Just trying to have a little fun, Thomas. I’ll spend 30 minutes composing a comment only to have, well, most often you my friend, respond with a trivial quip. Too much work for so little return! So I thought I would economize, downsize the ideas, hike up the entertainment value. Still you’re disappointed! There’s no winning, sigh,,,
Either you or I have a poor sense of humor. Maybe I should have used 😉
Incidentally, I typed Ken in my post but I meant Ron. Makes me wonder what you thought I was responding to, since I wasn’t responding to anything you had written about inebriation, unless I missed something.
Yet, since you chose to use the tactic of a true intellect–belittlement–I’ll refrain from typing the name ‘Ken’ in any of my responses and leave you to go blithely along believing that us trivials think you are perfectly correct in all your opinions.
Need I put the 🙁 here?
I don’t really give much thought to the Wine Trekkies on eBob. I do admire the skill with which Mr. Parker has turned wine appreciation into a beauty pageant. And is it any wonder that all those boys want to be the judges at the beauty pageant?
I check the traffic on my site for laughs. An amazing amount of my page views show up because of the photos. I get a dozen “nude cheerleader” hits every week. I wonder who’s lonelier, eBob regulars, nude cheerleader searchers or me and every other blogger?
And don’t make me get a Hose to break up you and Ken!
Ron, the real Ron, not the one I called Ken:
I’m really a pussycat, until someone calls me names…
Anyway, this medium sucks big time at conveying lightness and humor without the use of those keyboard crutches that us savvy people disdain, but those really in the know use to avert disaster.
I was truly only kidding, about the site hits and the ebobers.

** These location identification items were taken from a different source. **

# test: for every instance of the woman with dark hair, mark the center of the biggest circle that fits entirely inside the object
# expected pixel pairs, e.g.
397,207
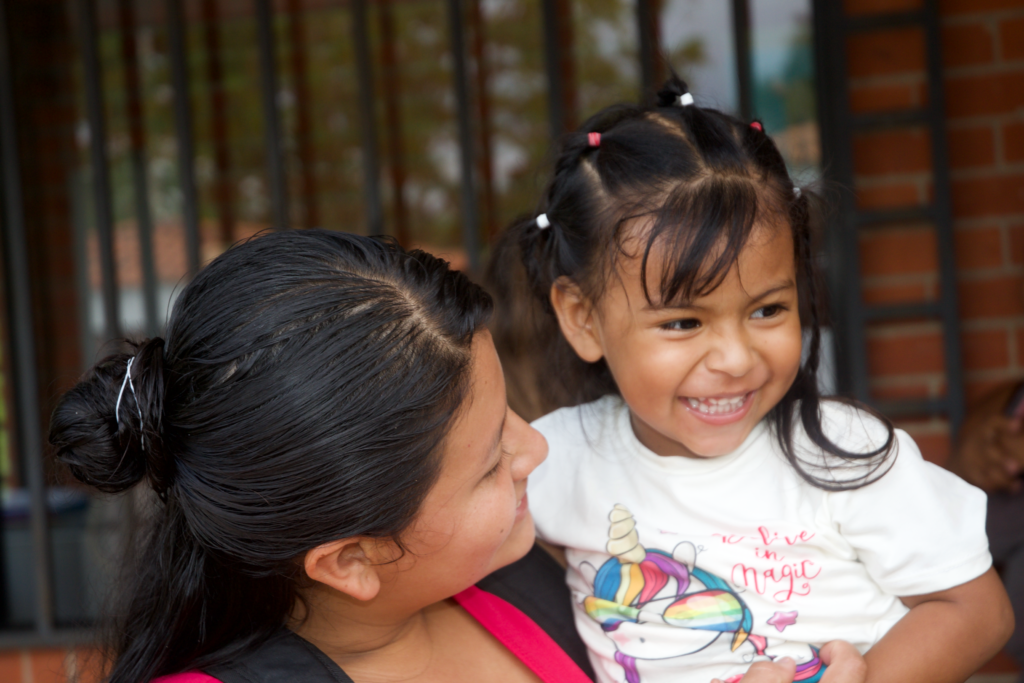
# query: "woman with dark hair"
335,468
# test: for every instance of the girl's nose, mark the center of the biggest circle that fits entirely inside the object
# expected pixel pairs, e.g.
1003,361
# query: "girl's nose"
528,447
731,353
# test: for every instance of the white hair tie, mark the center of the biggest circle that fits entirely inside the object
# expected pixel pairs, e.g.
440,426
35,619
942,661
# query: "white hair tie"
121,393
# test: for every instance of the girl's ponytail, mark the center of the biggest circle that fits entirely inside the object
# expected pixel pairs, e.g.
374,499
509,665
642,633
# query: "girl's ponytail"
523,329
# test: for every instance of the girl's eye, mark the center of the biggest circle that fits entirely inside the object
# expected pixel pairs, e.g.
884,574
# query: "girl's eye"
768,311
682,326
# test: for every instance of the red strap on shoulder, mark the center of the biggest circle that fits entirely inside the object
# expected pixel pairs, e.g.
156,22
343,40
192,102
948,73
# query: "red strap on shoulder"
187,677
521,636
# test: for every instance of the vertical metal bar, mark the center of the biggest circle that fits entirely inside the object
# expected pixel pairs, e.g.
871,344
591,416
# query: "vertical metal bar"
552,65
183,131
223,191
943,220
843,247
470,220
741,40
485,163
88,34
22,341
271,116
392,121
364,69
133,104
648,49
303,120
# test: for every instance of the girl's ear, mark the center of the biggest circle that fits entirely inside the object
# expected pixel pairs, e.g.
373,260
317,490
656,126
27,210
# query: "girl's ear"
576,317
346,565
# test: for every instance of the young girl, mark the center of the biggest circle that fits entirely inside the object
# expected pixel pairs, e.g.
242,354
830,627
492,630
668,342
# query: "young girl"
715,510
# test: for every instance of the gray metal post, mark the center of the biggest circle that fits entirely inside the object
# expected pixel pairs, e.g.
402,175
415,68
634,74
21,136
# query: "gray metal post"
183,131
365,76
741,39
133,105
22,338
470,220
100,170
271,116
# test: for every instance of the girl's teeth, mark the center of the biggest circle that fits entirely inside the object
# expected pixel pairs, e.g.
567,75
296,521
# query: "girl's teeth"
716,406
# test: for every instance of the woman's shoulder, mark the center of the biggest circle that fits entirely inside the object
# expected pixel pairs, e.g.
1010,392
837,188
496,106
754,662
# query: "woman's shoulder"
187,677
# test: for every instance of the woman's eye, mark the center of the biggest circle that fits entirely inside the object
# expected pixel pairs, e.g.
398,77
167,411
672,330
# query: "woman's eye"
682,326
768,311
494,470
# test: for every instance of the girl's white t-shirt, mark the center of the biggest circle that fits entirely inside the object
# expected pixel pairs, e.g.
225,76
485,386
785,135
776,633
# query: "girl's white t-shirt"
688,569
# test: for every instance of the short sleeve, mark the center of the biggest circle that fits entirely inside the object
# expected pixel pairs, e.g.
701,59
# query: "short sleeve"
919,528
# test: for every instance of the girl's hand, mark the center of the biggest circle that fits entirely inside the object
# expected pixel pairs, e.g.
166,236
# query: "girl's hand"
845,664
780,671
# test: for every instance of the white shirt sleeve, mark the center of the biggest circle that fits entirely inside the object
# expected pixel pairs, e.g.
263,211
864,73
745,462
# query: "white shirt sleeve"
919,528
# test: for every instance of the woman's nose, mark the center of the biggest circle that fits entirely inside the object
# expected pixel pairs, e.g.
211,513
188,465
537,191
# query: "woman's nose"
528,446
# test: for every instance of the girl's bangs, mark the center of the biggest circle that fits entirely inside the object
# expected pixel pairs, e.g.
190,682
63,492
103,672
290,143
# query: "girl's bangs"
697,233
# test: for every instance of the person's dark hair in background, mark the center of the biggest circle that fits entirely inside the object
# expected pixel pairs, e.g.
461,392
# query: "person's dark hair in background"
305,385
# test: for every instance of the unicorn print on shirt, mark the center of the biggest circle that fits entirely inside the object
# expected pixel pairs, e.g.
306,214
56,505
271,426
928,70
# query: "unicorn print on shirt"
639,591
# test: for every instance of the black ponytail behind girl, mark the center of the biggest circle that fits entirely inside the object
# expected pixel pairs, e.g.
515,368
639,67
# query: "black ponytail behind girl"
300,396
702,178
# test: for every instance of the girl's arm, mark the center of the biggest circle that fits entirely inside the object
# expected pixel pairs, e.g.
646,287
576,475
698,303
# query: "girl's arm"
946,636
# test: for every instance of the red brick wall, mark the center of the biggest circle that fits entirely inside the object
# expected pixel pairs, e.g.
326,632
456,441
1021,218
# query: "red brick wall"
983,70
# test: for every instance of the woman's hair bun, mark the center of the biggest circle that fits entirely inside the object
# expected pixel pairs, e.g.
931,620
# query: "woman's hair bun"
114,445
673,89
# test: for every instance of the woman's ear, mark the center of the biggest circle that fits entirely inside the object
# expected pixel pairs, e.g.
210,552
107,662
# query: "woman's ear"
576,317
345,565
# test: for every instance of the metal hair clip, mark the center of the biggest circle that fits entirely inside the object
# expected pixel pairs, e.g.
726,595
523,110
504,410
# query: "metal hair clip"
121,393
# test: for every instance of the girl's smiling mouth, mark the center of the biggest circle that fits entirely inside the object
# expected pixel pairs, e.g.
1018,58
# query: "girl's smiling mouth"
720,410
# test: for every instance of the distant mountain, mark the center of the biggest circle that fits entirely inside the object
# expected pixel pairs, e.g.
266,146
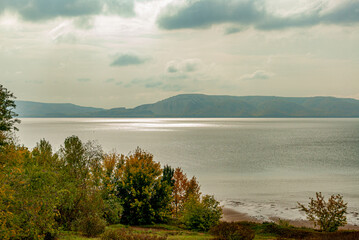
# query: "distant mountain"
200,105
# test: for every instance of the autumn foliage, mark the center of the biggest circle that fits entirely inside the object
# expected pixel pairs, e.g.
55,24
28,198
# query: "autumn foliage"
327,215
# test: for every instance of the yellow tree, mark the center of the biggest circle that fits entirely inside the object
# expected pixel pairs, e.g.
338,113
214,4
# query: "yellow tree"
179,191
139,178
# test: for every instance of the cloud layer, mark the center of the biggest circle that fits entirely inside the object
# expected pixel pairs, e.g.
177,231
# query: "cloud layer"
127,60
205,13
39,10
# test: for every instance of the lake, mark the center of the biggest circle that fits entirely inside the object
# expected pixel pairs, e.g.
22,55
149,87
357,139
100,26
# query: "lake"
258,166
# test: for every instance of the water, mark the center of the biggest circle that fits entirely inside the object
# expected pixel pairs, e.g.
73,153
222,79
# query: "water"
258,166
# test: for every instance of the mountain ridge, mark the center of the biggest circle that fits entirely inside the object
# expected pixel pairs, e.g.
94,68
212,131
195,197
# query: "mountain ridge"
201,105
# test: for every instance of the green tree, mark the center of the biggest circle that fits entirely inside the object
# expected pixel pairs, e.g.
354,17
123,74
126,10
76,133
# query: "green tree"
7,114
202,214
137,186
161,201
328,216
81,199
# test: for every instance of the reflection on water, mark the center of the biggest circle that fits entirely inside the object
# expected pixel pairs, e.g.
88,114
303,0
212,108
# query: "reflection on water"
258,162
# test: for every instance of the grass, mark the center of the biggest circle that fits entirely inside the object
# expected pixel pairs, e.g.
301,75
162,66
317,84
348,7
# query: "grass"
172,232
265,231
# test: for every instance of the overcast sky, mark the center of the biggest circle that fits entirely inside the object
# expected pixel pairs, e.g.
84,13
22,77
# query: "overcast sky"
113,53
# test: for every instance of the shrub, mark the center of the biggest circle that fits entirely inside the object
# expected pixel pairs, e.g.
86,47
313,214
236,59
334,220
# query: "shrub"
232,231
91,225
113,210
121,234
327,215
201,215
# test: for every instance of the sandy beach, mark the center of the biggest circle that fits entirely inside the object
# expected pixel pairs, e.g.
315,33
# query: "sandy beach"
231,215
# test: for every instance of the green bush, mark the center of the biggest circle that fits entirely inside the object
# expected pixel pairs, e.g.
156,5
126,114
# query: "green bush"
232,231
201,215
121,234
91,225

The latter was a cryptic reference to a thread a few years ago that got one fellow a barrage of insults for hinting that some wine geeks do it for the 18%, and the poor guy referred to the once meek Zinfandel!

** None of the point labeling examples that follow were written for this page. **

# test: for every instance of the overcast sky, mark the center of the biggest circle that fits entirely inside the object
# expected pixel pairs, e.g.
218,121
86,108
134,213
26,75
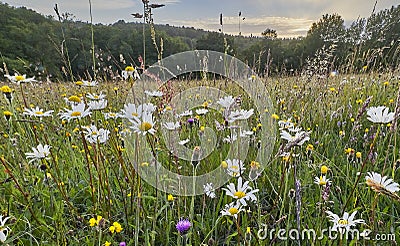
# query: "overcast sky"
289,17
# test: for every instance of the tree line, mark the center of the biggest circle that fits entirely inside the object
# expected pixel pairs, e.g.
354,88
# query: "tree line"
61,48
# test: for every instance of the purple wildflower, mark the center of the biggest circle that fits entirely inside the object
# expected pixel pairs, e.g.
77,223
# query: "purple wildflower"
183,225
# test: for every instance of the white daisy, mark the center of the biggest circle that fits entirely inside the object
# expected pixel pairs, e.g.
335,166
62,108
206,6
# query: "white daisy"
234,167
343,223
154,93
78,111
172,125
381,184
209,190
322,180
95,96
20,78
94,135
380,114
89,83
129,111
4,230
40,152
232,209
37,112
226,102
183,142
242,193
111,115
201,111
186,113
144,124
98,104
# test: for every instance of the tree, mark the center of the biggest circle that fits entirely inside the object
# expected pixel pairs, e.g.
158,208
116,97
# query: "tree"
269,33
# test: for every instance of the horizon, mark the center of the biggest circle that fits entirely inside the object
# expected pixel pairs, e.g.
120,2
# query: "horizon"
290,18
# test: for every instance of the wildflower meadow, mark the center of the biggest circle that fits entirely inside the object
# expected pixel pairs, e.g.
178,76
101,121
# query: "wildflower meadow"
199,149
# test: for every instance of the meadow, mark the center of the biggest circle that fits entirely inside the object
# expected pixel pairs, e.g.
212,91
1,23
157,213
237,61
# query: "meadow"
67,178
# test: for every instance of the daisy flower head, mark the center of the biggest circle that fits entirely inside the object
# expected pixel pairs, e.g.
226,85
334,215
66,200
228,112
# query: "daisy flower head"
242,193
234,167
98,104
78,111
380,114
19,78
299,138
209,190
322,180
183,225
154,93
3,229
37,112
201,111
381,184
343,224
94,96
240,115
172,125
144,124
232,209
39,153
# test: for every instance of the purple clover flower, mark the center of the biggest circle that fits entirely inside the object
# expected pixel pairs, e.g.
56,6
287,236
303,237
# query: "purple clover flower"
183,225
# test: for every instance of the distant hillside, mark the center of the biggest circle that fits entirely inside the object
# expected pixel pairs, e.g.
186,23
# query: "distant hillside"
61,48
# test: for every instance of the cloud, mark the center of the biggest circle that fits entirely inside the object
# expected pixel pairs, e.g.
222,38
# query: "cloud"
285,26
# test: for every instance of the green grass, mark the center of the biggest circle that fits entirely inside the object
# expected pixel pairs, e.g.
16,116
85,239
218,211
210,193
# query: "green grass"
51,202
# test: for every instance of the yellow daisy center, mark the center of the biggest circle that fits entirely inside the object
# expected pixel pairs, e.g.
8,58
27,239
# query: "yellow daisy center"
76,113
239,194
74,99
145,126
233,211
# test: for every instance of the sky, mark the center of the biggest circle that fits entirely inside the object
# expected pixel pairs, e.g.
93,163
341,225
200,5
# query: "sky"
290,18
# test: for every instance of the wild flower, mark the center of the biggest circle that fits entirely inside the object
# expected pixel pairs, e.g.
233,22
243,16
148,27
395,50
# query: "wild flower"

As for site hits–no one pays me to write my blog, so who’s counting?
That site isn’t only a beauty pageant–it’s a skillful marketing device, too, as are most web sites, except for bloggers of course.
I realized you were kidding with all of your remarks. It’s just more fun to take all of it at face value.
When I write I always fear people will misunderstand my intentions, but that’s my failure as a writer, not their failures as a reader. I don’t try to offend anyone who doesn’t deserve it, but my comedic voice has its own standards and I allow it to say what it wishes so long as it’s funny. As I have often said, blogging, to my mind, is the attention-barking of lonely poodles.
eBob is certainly used for marketing, especially by beginning winemakers, but if those dimwits can’t see that then they end up with all the crappy, overextracted, overpriced amateur single-vineyard pinot noirs they deserve.
Funny, I get more engagement on Tom’s site than I ever get on my own. I like to think it’s because folks are skeered of me, but, more likely, no one’s actually reading HoseMaster of Wine.
No, no, Ron. Your site appeals only to the lonely teens who haven’t seen a nekkid woman yet, and they look at the site while sipping from their recent wine shipment. The WSWA has you in its sights–ask Tom, he’ll tell you.
I sent you an email. Don’t want to bore the rest with personal matters.
Don’t feel bad about the writing thing. I get paid to write and no one understands my intentions, not even my real attention-barking standard poodle whose name is Oliver. You wanna see a picture of him?